Here's a very simplified example:

typedef int group;

typedef enum { INDIVIDUAL = 0, GROUP = 1, } type_to_process;    

/**************************************************************************//**
 *
 * @brief Individual function.
 *
 * @param[in] type     type to process
 * @param[in] p_int    individual number to process
 *
 *****************************************************************************/
void function(type_to_process type, int *p_int);

/****************************************************************************//**
 *
 * @brief Group function.
 *
 * @param[in] type      type to process
 * @param[in] p_group   group number to process
 *
 *****************************************************************************/
void function(type_to_process type, group *p_group);

As group is typedef'ed to an int, doxygen sees the two functions as identical.

Is there any way to have doxygen document them as separate functions?

Thanks.

1
They are the same function to C++. typedef(s) do not make a new type and therefore the 2 functions have identical signatures. doxygen has done you a big favour by pointing this out. - Richard Critten
You cannot overload based on typedefs alone. You'd need tag dispatching or something like that. - Baum mit Augen
Or, don't pass a pointer to int to the "individual" function? - Mats Petersson
@Richard - pedantically "the 2 functions have identical signatures" is a little misleading.
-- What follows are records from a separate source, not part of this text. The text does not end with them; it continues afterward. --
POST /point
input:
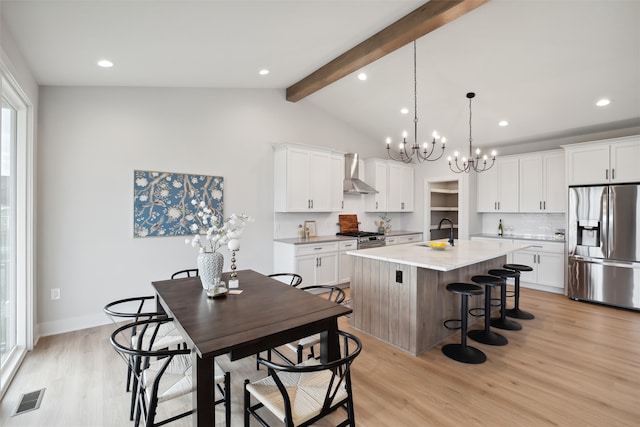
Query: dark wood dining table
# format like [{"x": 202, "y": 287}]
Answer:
[{"x": 266, "y": 314}]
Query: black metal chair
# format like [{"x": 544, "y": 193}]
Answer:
[
  {"x": 191, "y": 272},
  {"x": 162, "y": 375},
  {"x": 515, "y": 312},
  {"x": 463, "y": 352},
  {"x": 502, "y": 322},
  {"x": 486, "y": 335},
  {"x": 301, "y": 395},
  {"x": 292, "y": 279},
  {"x": 334, "y": 294}
]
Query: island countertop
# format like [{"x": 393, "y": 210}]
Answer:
[{"x": 464, "y": 253}]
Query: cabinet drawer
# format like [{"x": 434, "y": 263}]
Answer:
[
  {"x": 542, "y": 246},
  {"x": 319, "y": 248},
  {"x": 350, "y": 245}
]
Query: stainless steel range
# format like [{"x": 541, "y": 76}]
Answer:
[{"x": 366, "y": 239}]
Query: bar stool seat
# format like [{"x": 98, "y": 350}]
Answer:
[
  {"x": 515, "y": 312},
  {"x": 486, "y": 335},
  {"x": 462, "y": 352},
  {"x": 502, "y": 322}
]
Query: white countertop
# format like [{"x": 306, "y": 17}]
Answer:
[{"x": 464, "y": 253}]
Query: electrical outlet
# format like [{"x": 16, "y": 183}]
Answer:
[{"x": 398, "y": 276}]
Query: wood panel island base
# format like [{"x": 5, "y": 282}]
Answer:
[{"x": 398, "y": 293}]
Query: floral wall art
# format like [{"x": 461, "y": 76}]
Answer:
[{"x": 162, "y": 202}]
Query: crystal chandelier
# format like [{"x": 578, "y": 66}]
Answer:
[
  {"x": 469, "y": 164},
  {"x": 421, "y": 154}
]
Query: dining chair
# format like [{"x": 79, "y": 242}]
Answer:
[
  {"x": 333, "y": 293},
  {"x": 301, "y": 395},
  {"x": 191, "y": 272},
  {"x": 163, "y": 374}
]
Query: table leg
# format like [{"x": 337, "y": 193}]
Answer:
[
  {"x": 329, "y": 342},
  {"x": 203, "y": 398}
]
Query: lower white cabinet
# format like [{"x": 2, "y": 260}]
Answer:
[
  {"x": 318, "y": 263},
  {"x": 402, "y": 239},
  {"x": 547, "y": 261}
]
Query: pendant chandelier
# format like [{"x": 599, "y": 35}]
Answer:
[
  {"x": 421, "y": 154},
  {"x": 468, "y": 164}
]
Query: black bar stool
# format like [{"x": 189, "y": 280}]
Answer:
[
  {"x": 486, "y": 335},
  {"x": 502, "y": 322},
  {"x": 462, "y": 352},
  {"x": 515, "y": 311}
]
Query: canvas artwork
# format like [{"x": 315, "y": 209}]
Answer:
[{"x": 163, "y": 201}]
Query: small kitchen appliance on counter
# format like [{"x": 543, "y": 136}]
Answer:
[{"x": 349, "y": 226}]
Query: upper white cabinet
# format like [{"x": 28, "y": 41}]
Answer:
[
  {"x": 542, "y": 188},
  {"x": 498, "y": 187},
  {"x": 400, "y": 189},
  {"x": 601, "y": 162},
  {"x": 337, "y": 182},
  {"x": 302, "y": 179},
  {"x": 394, "y": 183}
]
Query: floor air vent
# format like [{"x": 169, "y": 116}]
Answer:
[{"x": 29, "y": 401}]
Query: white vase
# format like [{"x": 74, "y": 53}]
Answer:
[{"x": 210, "y": 269}]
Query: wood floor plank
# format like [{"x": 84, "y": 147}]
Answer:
[{"x": 575, "y": 364}]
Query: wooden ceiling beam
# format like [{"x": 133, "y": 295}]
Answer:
[{"x": 428, "y": 17}]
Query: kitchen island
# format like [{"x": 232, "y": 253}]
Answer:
[{"x": 398, "y": 293}]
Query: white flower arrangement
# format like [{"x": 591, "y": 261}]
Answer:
[{"x": 214, "y": 236}]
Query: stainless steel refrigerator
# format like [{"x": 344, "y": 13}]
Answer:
[{"x": 604, "y": 245}]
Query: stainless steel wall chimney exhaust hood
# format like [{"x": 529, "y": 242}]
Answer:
[{"x": 352, "y": 184}]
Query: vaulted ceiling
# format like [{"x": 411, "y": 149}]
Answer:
[{"x": 540, "y": 65}]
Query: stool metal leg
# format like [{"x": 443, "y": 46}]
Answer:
[
  {"x": 486, "y": 335},
  {"x": 462, "y": 352},
  {"x": 516, "y": 312},
  {"x": 502, "y": 322}
]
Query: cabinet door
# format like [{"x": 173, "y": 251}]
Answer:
[
  {"x": 297, "y": 182},
  {"x": 487, "y": 190},
  {"x": 319, "y": 174},
  {"x": 376, "y": 176},
  {"x": 337, "y": 182},
  {"x": 625, "y": 158},
  {"x": 508, "y": 185},
  {"x": 306, "y": 267},
  {"x": 327, "y": 269},
  {"x": 588, "y": 165},
  {"x": 551, "y": 269},
  {"x": 531, "y": 177},
  {"x": 553, "y": 177}
]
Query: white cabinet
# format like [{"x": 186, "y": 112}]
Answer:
[
  {"x": 344, "y": 270},
  {"x": 542, "y": 188},
  {"x": 395, "y": 184},
  {"x": 498, "y": 187},
  {"x": 602, "y": 162},
  {"x": 317, "y": 263},
  {"x": 547, "y": 261},
  {"x": 400, "y": 188},
  {"x": 405, "y": 238},
  {"x": 376, "y": 176},
  {"x": 337, "y": 182},
  {"x": 302, "y": 180}
]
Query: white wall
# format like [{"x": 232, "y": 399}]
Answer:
[{"x": 92, "y": 139}]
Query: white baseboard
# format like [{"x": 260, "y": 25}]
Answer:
[{"x": 72, "y": 324}]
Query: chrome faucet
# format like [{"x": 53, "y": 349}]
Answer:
[{"x": 451, "y": 224}]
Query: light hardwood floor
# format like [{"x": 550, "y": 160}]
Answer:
[{"x": 575, "y": 364}]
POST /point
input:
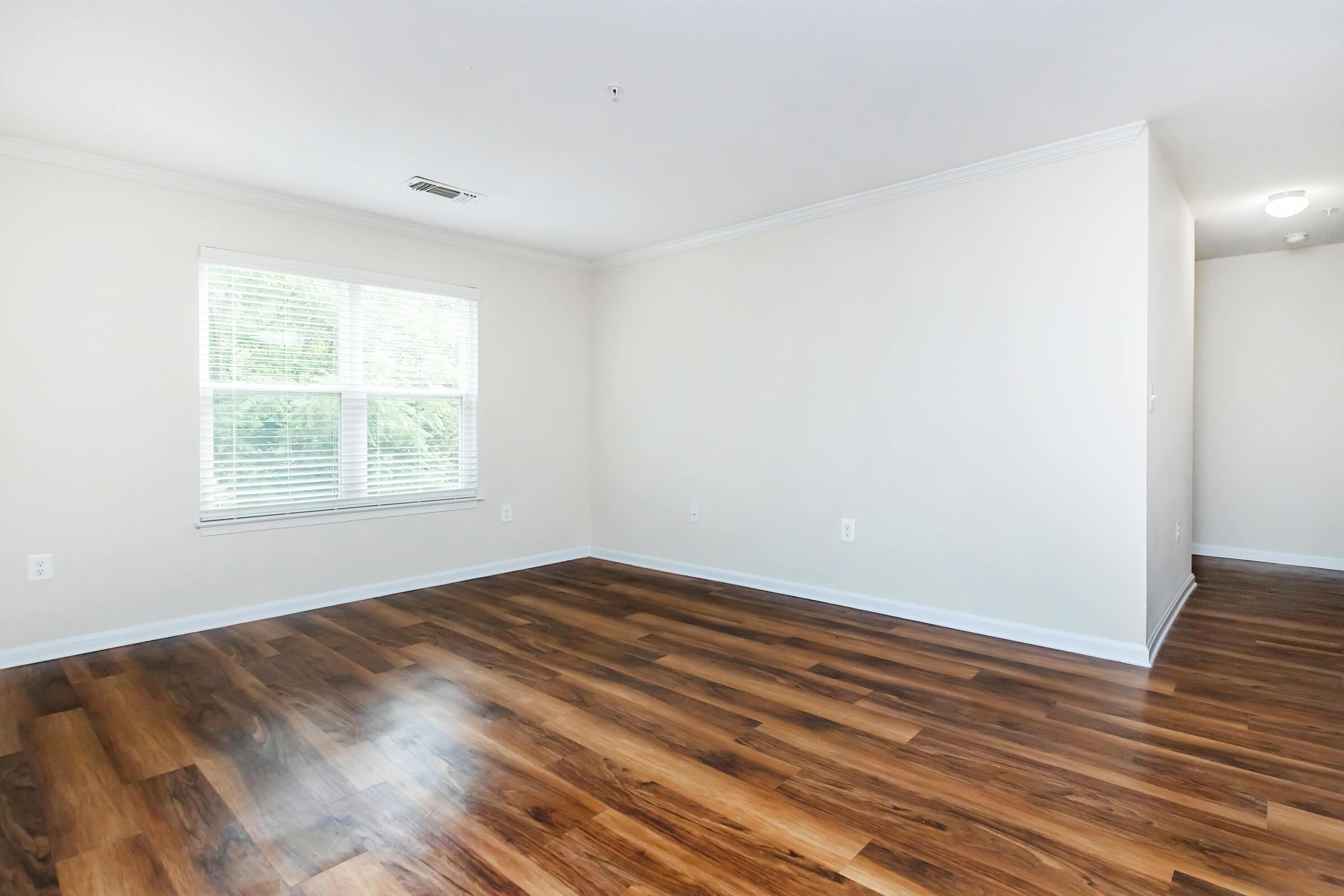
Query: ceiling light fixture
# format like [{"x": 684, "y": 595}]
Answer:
[{"x": 1287, "y": 203}]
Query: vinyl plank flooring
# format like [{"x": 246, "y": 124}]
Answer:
[
  {"x": 86, "y": 804},
  {"x": 596, "y": 730},
  {"x": 27, "y": 867},
  {"x": 123, "y": 868}
]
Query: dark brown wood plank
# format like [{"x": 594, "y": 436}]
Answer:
[
  {"x": 27, "y": 867},
  {"x": 596, "y": 730}
]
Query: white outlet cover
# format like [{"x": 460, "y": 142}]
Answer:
[{"x": 41, "y": 567}]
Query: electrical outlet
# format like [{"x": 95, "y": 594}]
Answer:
[{"x": 41, "y": 566}]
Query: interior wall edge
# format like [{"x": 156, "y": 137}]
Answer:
[
  {"x": 91, "y": 642},
  {"x": 1135, "y": 655},
  {"x": 52, "y": 155},
  {"x": 1032, "y": 157},
  {"x": 1268, "y": 557}
]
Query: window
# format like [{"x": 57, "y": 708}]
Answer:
[{"x": 326, "y": 390}]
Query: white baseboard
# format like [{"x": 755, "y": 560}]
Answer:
[
  {"x": 1159, "y": 636},
  {"x": 205, "y": 621},
  {"x": 1088, "y": 645},
  {"x": 1268, "y": 557}
]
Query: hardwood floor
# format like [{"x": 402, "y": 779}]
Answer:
[{"x": 592, "y": 729}]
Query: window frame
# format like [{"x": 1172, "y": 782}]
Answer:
[{"x": 353, "y": 396}]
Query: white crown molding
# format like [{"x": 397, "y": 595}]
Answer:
[
  {"x": 1003, "y": 164},
  {"x": 1268, "y": 557},
  {"x": 1133, "y": 655},
  {"x": 217, "y": 620},
  {"x": 1159, "y": 637},
  {"x": 146, "y": 174}
]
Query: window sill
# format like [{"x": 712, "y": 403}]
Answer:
[{"x": 321, "y": 517}]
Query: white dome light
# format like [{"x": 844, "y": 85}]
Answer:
[{"x": 1287, "y": 204}]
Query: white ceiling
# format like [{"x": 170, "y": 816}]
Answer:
[{"x": 733, "y": 109}]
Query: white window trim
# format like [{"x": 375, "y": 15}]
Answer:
[
  {"x": 340, "y": 515},
  {"x": 374, "y": 510}
]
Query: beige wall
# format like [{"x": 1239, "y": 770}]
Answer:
[
  {"x": 1171, "y": 374},
  {"x": 1269, "y": 406},
  {"x": 963, "y": 372},
  {"x": 99, "y": 454}
]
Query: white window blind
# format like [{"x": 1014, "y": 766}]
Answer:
[{"x": 324, "y": 390}]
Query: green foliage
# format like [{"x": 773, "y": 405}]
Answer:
[{"x": 286, "y": 446}]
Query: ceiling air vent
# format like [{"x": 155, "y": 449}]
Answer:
[{"x": 456, "y": 194}]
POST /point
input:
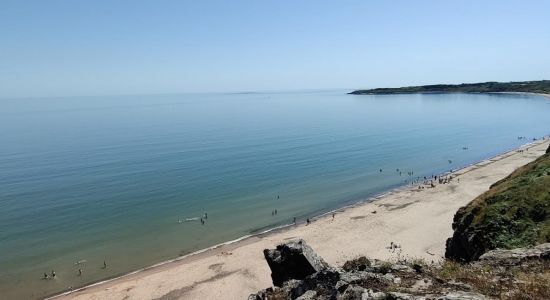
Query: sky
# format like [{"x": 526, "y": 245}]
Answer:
[{"x": 106, "y": 47}]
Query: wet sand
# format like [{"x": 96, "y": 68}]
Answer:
[{"x": 419, "y": 220}]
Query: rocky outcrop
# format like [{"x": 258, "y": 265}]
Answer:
[
  {"x": 516, "y": 256},
  {"x": 513, "y": 213},
  {"x": 360, "y": 278},
  {"x": 293, "y": 260},
  {"x": 467, "y": 242}
]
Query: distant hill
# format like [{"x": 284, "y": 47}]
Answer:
[
  {"x": 515, "y": 212},
  {"x": 541, "y": 86}
]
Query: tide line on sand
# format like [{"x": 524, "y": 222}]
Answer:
[{"x": 328, "y": 236}]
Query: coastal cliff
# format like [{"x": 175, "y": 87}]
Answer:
[
  {"x": 298, "y": 273},
  {"x": 541, "y": 86},
  {"x": 514, "y": 213}
]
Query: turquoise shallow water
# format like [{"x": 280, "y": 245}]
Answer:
[{"x": 107, "y": 178}]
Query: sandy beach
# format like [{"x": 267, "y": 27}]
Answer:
[{"x": 419, "y": 220}]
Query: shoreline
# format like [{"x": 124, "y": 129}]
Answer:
[
  {"x": 443, "y": 92},
  {"x": 221, "y": 249}
]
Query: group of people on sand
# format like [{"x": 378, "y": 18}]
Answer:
[{"x": 52, "y": 274}]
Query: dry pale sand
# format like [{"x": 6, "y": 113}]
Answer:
[{"x": 420, "y": 221}]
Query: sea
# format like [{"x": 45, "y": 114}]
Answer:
[{"x": 125, "y": 179}]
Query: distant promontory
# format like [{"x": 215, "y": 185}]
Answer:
[{"x": 541, "y": 87}]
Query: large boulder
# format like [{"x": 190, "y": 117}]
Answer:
[{"x": 293, "y": 260}]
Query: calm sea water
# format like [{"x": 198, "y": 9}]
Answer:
[{"x": 107, "y": 178}]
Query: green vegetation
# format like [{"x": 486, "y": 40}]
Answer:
[
  {"x": 514, "y": 213},
  {"x": 528, "y": 280},
  {"x": 542, "y": 86}
]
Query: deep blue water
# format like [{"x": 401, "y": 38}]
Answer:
[{"x": 107, "y": 178}]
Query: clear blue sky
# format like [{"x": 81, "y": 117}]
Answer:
[{"x": 71, "y": 47}]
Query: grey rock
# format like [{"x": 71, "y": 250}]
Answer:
[
  {"x": 309, "y": 295},
  {"x": 353, "y": 292},
  {"x": 401, "y": 296},
  {"x": 459, "y": 295},
  {"x": 515, "y": 256},
  {"x": 371, "y": 295},
  {"x": 295, "y": 288},
  {"x": 341, "y": 286},
  {"x": 293, "y": 260}
]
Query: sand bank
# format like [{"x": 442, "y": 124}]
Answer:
[{"x": 419, "y": 220}]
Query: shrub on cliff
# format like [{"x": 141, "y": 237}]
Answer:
[{"x": 514, "y": 213}]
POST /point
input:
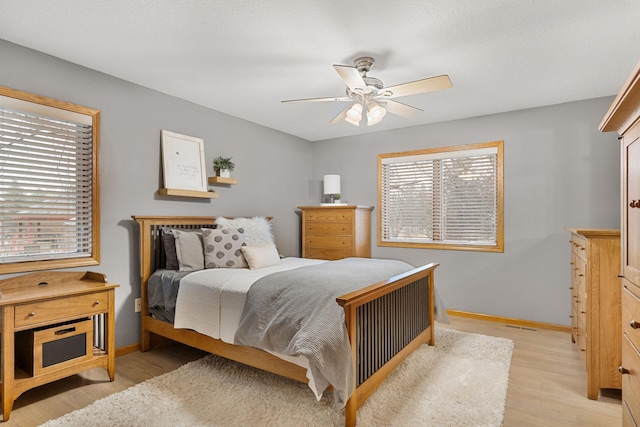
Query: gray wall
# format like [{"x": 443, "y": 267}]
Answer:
[
  {"x": 558, "y": 171},
  {"x": 273, "y": 169}
]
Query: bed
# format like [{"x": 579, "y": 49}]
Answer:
[{"x": 384, "y": 320}]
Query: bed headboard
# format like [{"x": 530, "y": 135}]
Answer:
[{"x": 151, "y": 249}]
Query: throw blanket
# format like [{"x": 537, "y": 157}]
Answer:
[{"x": 295, "y": 313}]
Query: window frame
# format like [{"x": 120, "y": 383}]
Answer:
[
  {"x": 94, "y": 257},
  {"x": 497, "y": 247}
]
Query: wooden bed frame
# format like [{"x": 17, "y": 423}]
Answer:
[{"x": 385, "y": 321}]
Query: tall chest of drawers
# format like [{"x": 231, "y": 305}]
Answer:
[
  {"x": 336, "y": 232},
  {"x": 623, "y": 117},
  {"x": 595, "y": 305}
]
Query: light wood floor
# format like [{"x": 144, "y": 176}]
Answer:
[{"x": 547, "y": 385}]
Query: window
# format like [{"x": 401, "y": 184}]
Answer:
[
  {"x": 443, "y": 198},
  {"x": 49, "y": 211}
]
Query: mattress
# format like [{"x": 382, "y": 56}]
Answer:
[{"x": 210, "y": 301}]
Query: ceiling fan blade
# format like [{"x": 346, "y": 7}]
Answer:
[
  {"x": 333, "y": 98},
  {"x": 419, "y": 86},
  {"x": 340, "y": 117},
  {"x": 400, "y": 109},
  {"x": 351, "y": 77}
]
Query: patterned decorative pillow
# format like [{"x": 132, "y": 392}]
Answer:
[
  {"x": 189, "y": 250},
  {"x": 257, "y": 230},
  {"x": 223, "y": 248}
]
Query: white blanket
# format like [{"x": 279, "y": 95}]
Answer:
[{"x": 211, "y": 301}]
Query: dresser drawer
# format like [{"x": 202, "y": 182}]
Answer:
[
  {"x": 60, "y": 309},
  {"x": 329, "y": 215},
  {"x": 631, "y": 315},
  {"x": 631, "y": 381},
  {"x": 579, "y": 246},
  {"x": 329, "y": 228},
  {"x": 326, "y": 253},
  {"x": 329, "y": 241}
]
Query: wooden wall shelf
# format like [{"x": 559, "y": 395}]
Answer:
[
  {"x": 217, "y": 180},
  {"x": 188, "y": 193}
]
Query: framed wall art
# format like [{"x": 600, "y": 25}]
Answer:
[{"x": 183, "y": 162}]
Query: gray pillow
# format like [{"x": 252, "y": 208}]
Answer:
[
  {"x": 189, "y": 250},
  {"x": 223, "y": 248},
  {"x": 169, "y": 244}
]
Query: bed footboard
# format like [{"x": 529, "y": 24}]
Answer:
[{"x": 386, "y": 322}]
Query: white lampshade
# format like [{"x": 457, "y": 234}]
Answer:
[{"x": 332, "y": 184}]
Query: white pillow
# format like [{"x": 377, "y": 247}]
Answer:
[
  {"x": 261, "y": 256},
  {"x": 257, "y": 230}
]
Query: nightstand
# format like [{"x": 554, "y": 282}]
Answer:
[
  {"x": 336, "y": 232},
  {"x": 54, "y": 324}
]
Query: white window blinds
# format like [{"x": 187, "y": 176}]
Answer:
[
  {"x": 46, "y": 170},
  {"x": 445, "y": 197}
]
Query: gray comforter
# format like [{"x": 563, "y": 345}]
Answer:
[{"x": 295, "y": 313}]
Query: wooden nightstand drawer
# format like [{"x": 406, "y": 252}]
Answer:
[
  {"x": 330, "y": 215},
  {"x": 27, "y": 315},
  {"x": 326, "y": 253},
  {"x": 329, "y": 241},
  {"x": 329, "y": 228}
]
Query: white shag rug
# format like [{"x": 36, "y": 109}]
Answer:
[{"x": 461, "y": 381}]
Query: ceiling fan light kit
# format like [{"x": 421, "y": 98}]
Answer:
[{"x": 369, "y": 94}]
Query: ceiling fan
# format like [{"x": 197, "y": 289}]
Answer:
[{"x": 368, "y": 95}]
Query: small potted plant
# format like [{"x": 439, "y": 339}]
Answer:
[{"x": 223, "y": 166}]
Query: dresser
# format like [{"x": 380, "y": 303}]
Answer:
[
  {"x": 336, "y": 232},
  {"x": 54, "y": 325},
  {"x": 595, "y": 305},
  {"x": 623, "y": 117}
]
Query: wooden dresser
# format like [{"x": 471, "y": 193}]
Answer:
[
  {"x": 623, "y": 117},
  {"x": 48, "y": 326},
  {"x": 595, "y": 305},
  {"x": 336, "y": 232}
]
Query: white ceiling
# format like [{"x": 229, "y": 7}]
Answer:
[{"x": 242, "y": 57}]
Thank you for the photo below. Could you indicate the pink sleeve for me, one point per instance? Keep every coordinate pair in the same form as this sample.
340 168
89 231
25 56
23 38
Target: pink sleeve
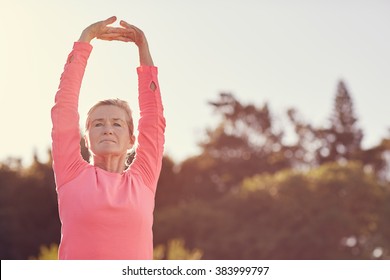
67 158
151 127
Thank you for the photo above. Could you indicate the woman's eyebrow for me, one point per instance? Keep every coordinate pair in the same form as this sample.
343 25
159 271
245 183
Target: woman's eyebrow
117 119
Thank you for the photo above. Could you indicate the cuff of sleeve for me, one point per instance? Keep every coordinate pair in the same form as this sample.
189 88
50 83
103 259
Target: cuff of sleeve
82 46
147 69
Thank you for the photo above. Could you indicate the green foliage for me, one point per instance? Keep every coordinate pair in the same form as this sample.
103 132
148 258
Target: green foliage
331 212
176 250
47 253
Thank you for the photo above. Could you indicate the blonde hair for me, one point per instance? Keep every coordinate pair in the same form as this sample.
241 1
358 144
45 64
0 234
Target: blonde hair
114 102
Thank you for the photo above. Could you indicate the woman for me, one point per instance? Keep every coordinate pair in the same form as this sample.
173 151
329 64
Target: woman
106 208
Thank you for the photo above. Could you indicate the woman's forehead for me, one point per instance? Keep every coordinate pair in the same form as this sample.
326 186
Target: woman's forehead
108 112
There's only one function there; the header happens to have declared it twice (which is allowed). - Toby Speight
Thanks for your timely responses. I'm aware they're effectively the same function, but the code's not mine to alter, just the documentation, hence the question. Looks like I'll have to ask the coders tomorrow. - Mark S

1 Answers

0
votes

Doxygen follows the rules of C++, and the rules of C++ say that those are the same function. There's no way to make Doxygen pretend that these declarations are for different functions, just as there's no way to get C++ to pretend that these declarations are for different functions.

Doxygen, generally speaking, does not allow you to lie to the reader of the documentation.

The correct way to handle this is to actually follow C++'s overloading rules:

struct process_individual{};
struct process_group{};

void function(process_individual, int *p_int);
void function(process_group, group *p_group);

Or better yet, just give them different names, since they're not really overloads of one another. Or even better yet, don't use a pointer for the individual one:

void function(int &integer);
void function(group *p_group);

There are numerous ways to handle this, and they all boil down to not trying to use enumerators to differentiate between functions with the same signature.